Name Earl Girard
Location Alpena, Michigan
Topic Federal Buildings
The Alpena Post Office, a modern mass two story building of Indiana Bedford Stone, is situated on the south bank of the Thunder Bay River and faces Water St.
Through the large swinging doors one enters into a spacious lobby having terrazzo floors and wainscoted with beautiful grey marble. The large windows are of polished glass set in steel sashes. The first floor is used entirely by the postal department with its various rooms. Mr. Sam Davison is Post Master. Phone 511.
At the end of the front lobby trevertine marble treads to the second floor where one enters a long terrazzoed floor hall. The first door to the right from this corridor leads to the Civil Service Commission under the management of Miss Hariot Hansen. Directly opposite this room is the one occupied by the Deputy Collector of Customs with Mr. Robert J. Kurtz in charge. This office is opened only in the evenings.
The room next to this houses the County Agricultural Society which is a branch of the U.S. Field Dept. of Agriculture. Mr. Charles Blivin of the Extension Service is in charge with Miss Norma Duby head of the 4 H Club as assistant. Phone 535.

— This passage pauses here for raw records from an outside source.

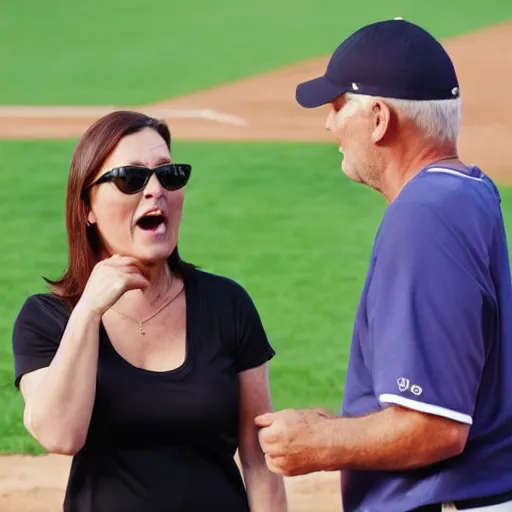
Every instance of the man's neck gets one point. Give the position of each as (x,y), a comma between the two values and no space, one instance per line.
(404,166)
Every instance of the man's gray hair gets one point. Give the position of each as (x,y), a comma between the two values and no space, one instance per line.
(437,119)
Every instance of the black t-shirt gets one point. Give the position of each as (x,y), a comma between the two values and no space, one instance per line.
(159,441)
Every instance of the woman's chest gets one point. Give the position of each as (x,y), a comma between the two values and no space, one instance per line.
(195,400)
(157,345)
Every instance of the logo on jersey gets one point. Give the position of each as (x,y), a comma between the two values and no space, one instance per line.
(403,384)
(416,390)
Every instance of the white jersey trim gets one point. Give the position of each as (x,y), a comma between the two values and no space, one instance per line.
(460,174)
(388,398)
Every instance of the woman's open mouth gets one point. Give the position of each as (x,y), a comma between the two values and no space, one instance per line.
(154,222)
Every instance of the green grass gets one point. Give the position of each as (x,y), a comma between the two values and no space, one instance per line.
(129,52)
(279,218)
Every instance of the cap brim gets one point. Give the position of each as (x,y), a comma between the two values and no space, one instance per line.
(317,92)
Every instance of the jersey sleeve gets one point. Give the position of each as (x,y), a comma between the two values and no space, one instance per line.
(252,344)
(426,315)
(36,335)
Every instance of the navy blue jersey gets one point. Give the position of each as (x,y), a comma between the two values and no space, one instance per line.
(433,333)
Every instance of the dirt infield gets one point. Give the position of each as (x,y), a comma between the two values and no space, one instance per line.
(263,108)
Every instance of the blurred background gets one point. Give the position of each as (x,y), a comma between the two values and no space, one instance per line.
(267,204)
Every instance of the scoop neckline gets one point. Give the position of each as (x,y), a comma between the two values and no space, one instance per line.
(186,367)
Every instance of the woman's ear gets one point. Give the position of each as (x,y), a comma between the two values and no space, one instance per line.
(91,218)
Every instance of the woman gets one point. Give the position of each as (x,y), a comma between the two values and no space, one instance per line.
(147,370)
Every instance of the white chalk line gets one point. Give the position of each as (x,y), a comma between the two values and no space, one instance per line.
(63,112)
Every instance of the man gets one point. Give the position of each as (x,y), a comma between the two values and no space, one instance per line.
(427,413)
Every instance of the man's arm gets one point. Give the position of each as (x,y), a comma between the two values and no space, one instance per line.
(303,441)
(395,438)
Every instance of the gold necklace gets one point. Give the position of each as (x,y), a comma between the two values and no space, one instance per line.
(142,323)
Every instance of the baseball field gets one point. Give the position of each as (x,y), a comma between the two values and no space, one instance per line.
(267,204)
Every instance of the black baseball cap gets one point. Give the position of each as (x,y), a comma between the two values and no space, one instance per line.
(391,59)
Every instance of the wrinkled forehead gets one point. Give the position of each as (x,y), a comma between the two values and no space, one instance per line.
(146,148)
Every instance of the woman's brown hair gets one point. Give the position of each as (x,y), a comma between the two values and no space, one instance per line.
(92,150)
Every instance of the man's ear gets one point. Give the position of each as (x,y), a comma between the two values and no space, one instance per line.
(381,120)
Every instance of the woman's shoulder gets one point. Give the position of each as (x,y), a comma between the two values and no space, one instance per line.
(219,285)
(43,307)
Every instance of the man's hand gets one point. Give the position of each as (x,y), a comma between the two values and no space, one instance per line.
(292,440)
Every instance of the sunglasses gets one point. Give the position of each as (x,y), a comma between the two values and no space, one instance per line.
(131,179)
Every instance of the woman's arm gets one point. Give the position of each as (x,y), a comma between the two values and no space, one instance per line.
(59,398)
(265,489)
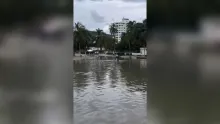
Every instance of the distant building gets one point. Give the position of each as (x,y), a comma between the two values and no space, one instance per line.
(121,28)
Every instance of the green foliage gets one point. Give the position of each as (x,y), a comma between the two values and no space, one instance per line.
(131,41)
(134,38)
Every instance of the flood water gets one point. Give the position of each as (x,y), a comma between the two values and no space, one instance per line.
(110,92)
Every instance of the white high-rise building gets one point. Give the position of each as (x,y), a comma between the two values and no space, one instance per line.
(121,28)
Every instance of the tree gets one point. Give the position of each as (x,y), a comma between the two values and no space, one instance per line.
(99,38)
(81,37)
(113,30)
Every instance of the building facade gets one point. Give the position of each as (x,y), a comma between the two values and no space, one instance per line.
(121,28)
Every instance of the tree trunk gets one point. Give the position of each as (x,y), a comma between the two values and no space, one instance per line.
(114,44)
(129,49)
(79,50)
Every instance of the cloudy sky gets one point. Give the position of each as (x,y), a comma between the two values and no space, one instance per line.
(100,13)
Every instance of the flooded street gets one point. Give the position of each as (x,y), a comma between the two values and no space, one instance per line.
(110,92)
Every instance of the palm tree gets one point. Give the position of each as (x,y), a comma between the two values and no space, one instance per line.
(113,30)
(130,33)
(81,36)
(99,38)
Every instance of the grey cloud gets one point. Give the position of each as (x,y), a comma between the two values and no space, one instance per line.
(96,17)
(113,0)
(134,0)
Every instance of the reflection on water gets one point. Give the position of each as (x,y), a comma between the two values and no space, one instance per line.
(110,92)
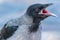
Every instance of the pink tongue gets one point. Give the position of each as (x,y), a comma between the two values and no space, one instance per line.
(44,11)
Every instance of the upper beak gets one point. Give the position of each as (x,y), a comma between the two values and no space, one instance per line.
(46,5)
(49,13)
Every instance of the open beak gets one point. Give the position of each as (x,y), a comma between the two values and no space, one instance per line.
(46,12)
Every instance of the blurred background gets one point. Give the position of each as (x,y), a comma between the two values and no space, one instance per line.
(10,9)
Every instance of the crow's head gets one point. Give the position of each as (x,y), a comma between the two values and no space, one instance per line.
(39,11)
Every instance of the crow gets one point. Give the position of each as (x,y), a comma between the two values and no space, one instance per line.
(26,27)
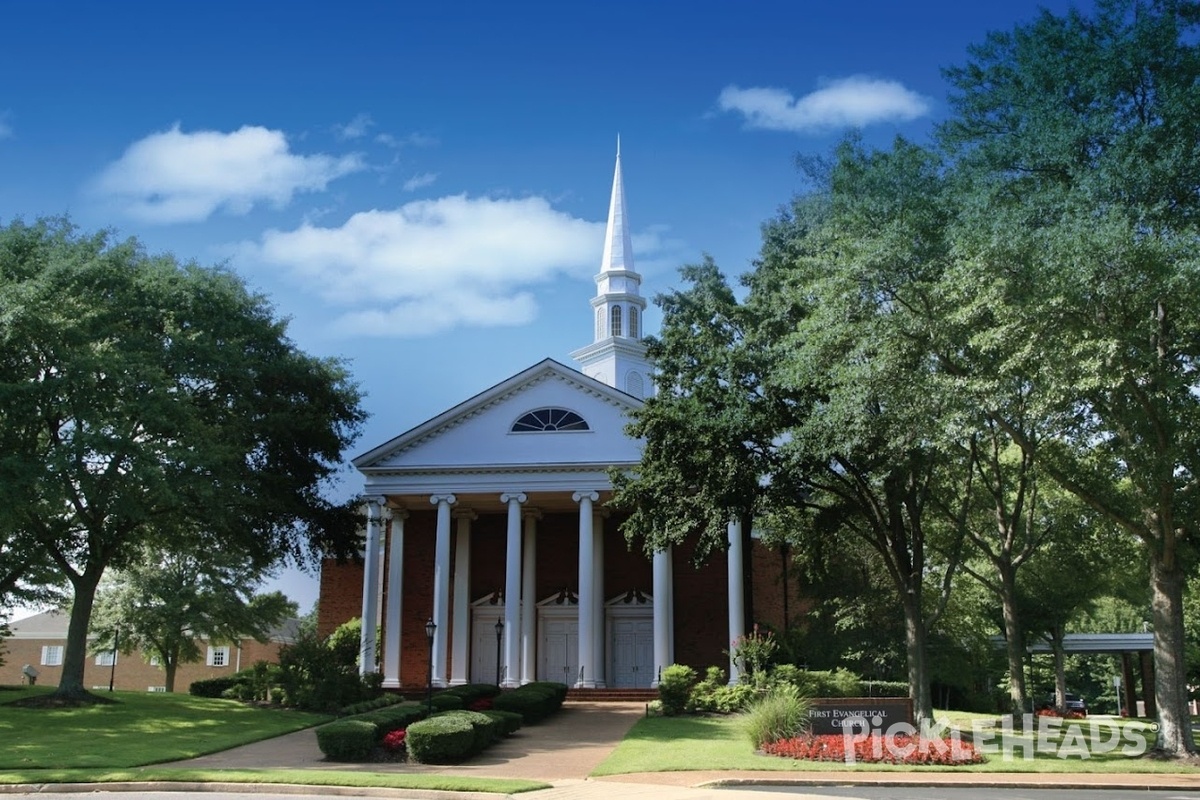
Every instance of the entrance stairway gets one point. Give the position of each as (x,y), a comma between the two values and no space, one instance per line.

The U.S. Weather Bureau maintain the following three rooms for their offices. Mr. A Wiesner is the Meteorologist in charge while Mr. Thomas R. Coen is assistant. Phone 89.
Federal Offices continued
The National Re-Employment Services, a branch of the U.S. Department of Labor also has quarters on the second floor of the Federal Building. Here 5,500 people are registered for labor in fo[u]r Counties. This number represents the active and inactive number of those who are registered at the office. Mr. Louis is branch manager and Miss Frances Faber is the assistant. The phone number is 257.
Mr. A. Wiesner meteorologist, Weather Bureau.
Miss Frances Faber. Nat'l Re-Employment Office
Miss Norma Duby County Agricultural Office
Mr. Samuel Davison, Postmaster, Post Office, Alpena.
PDF 3: (Written by Robert E. Haltiner / taken from Girard's history)
Cornerstone laying ceremonies took place on April 9, 1912 for the building of the Federal Building on Water Street. It was known for years as the Post Office...for indeed the Alpena Post Office was housed there...moving into this new office building on April 13, 1913. The Post Office remained there until moving into the building on North Second Avenue between the Thunder Bay River and Fletcher Street when it was erected and ready for occupancy in 0000 (will get 1958).
The Federal Building is a massive two-story building constructed of Indiana Bedford Stone. The first floor was entered from Water Street through large swinging doors into a spacious lobby that had terrazzo floors and was wainscoted with rich, grey marble. The windows were of polished glass set in steels sashes. Various rooms were on the first floor...and all were used by the United States Postal Department.
At the end of the front lobby a stairway, covered in travertine marble, led to the second floor..and to a long hall with terazzoed floors. The first door one encountered on the right led to the office of the Civil Service Commission. Directly opposite that room was the one that was occupied by the Deputy Collector of Customs. The office was opened in the evenings. A customs office was necessary, for there were so many ships entering and leaving our harbor - both night and day. The room next to this housed the County Agricultural Society...a branch of the United States Field Department of Agriculture.
The United States Weather Bureau occupied three rooms for their offices. And the National Re-Employment Service, a branch of the U.S. Department of Labor, also had offices on the second floor. Th their offices, 5,500 people were registered for labor in four area counties. This number represented the active and inactive number of those who were registered at those offices.
The Federal Building has served our city and county well...and hopefully it will be allowed to continue. I have a bit of personal interest in this building (and others in Alpena) because my grandfather, Robert T. Haltiner, worked on them. He worked on the Federal Building, was construction superintendent for Memorial Hall (the Armory), built the fire station that once was on Ninth Street, the bank that was on the corner of Chisholm Street and Ninth Street (now an office building), the St. Bernard's rectory on the corner of Lockwood and Sixth Streets, Mayor Piepkorn's home on the corner of Mirre and Third Streets, and others. He was in charge of construction at Huron Portland Cement Company for many years...and during World Was II was sent out east to head a crew of workers in the construction of military buildings and housing.